The Women’s March on Washington is expected to be one of the biggest demonstrations in our history. Here in Chicago, the venue for the march has changed as the number of women participating has grown.

Critics will say that marching does little to change the direction of government or the country. I disagree. The famed civil rights marches of the Fifties and Sixties helped abolish discriminatory Jim Crow laws and policies that kept blacks down. Protests against the Vietnam War turned the tide on our involvement in that terrible conflict. Now women are gathering to say, “No.
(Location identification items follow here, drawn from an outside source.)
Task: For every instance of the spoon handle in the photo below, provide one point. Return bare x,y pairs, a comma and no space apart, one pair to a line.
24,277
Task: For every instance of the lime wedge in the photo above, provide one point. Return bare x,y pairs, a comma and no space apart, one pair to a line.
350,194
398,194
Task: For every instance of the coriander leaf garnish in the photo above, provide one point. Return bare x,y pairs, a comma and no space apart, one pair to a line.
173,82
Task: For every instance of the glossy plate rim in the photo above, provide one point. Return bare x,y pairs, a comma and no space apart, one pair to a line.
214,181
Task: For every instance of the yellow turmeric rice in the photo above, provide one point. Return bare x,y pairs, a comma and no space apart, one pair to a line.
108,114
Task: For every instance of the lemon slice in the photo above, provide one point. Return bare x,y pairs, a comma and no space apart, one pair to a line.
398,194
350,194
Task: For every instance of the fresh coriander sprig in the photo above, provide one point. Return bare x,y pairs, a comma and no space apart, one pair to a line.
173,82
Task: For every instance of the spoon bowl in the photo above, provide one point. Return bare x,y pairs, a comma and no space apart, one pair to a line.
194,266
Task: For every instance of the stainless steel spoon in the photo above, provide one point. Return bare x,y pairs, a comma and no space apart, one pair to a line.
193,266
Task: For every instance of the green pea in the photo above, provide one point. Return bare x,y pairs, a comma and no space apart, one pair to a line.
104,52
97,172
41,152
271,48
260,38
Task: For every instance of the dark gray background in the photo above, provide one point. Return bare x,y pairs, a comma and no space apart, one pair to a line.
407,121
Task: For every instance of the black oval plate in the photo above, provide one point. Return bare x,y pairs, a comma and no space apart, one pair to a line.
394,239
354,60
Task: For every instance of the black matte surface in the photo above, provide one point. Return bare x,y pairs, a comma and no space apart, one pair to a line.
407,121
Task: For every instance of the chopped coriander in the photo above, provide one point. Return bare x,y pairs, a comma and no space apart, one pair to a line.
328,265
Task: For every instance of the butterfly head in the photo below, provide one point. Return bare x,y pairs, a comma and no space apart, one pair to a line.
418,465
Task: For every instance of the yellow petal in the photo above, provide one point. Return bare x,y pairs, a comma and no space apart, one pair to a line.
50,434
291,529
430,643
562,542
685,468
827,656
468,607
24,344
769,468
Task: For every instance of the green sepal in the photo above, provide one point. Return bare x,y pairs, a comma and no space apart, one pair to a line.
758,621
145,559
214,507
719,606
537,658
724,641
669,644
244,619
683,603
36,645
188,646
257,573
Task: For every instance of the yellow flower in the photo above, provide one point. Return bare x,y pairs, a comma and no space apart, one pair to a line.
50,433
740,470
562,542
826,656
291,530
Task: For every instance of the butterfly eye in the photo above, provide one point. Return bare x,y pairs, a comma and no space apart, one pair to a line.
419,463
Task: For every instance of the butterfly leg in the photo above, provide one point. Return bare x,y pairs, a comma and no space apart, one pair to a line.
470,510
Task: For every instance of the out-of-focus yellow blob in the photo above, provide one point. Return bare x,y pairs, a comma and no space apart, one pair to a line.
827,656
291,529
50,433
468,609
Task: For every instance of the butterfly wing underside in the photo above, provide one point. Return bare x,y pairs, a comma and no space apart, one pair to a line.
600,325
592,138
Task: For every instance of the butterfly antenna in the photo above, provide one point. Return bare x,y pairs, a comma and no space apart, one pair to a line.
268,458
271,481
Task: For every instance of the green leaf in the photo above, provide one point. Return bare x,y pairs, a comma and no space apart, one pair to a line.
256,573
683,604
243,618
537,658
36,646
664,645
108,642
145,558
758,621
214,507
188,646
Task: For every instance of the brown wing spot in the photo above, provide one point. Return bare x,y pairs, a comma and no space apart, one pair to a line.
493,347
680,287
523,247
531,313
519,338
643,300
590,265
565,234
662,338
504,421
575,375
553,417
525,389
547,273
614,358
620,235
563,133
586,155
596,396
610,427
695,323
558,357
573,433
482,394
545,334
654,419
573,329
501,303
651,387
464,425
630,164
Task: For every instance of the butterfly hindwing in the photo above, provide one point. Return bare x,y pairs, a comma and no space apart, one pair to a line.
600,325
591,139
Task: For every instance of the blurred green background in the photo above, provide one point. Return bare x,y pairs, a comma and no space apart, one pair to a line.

We will not just ‘get over it.'” President Trump needs to know we have the numbers and the will to resist policies that discriminate and divide. He needs to see that he cannot broadcast his deep disrespect for women without consequence.

I know a number of women who will be marching in Washington, Chicago, or Los Angeles. Some are relatives; some are friends. Even a young Chicago bride-to-be decided to have her bachelorette party at the Washington march, according to the Chicago Tribune. I admire the commitment these women have made to be heard and seen and to let those in power know that half the U.S. population will not tolerate an assault on their rights.

To me it’s sad that 240 years after the Declaration of Independence was signed, we still have not seen a woman become president of the United States. The equality for all enshrined in that document and in our Constitution still seems like a dream to be grasped for many marginalized groups. But the women’s marches taking place today give me hope that Americans will continue to demand just treatment for all people.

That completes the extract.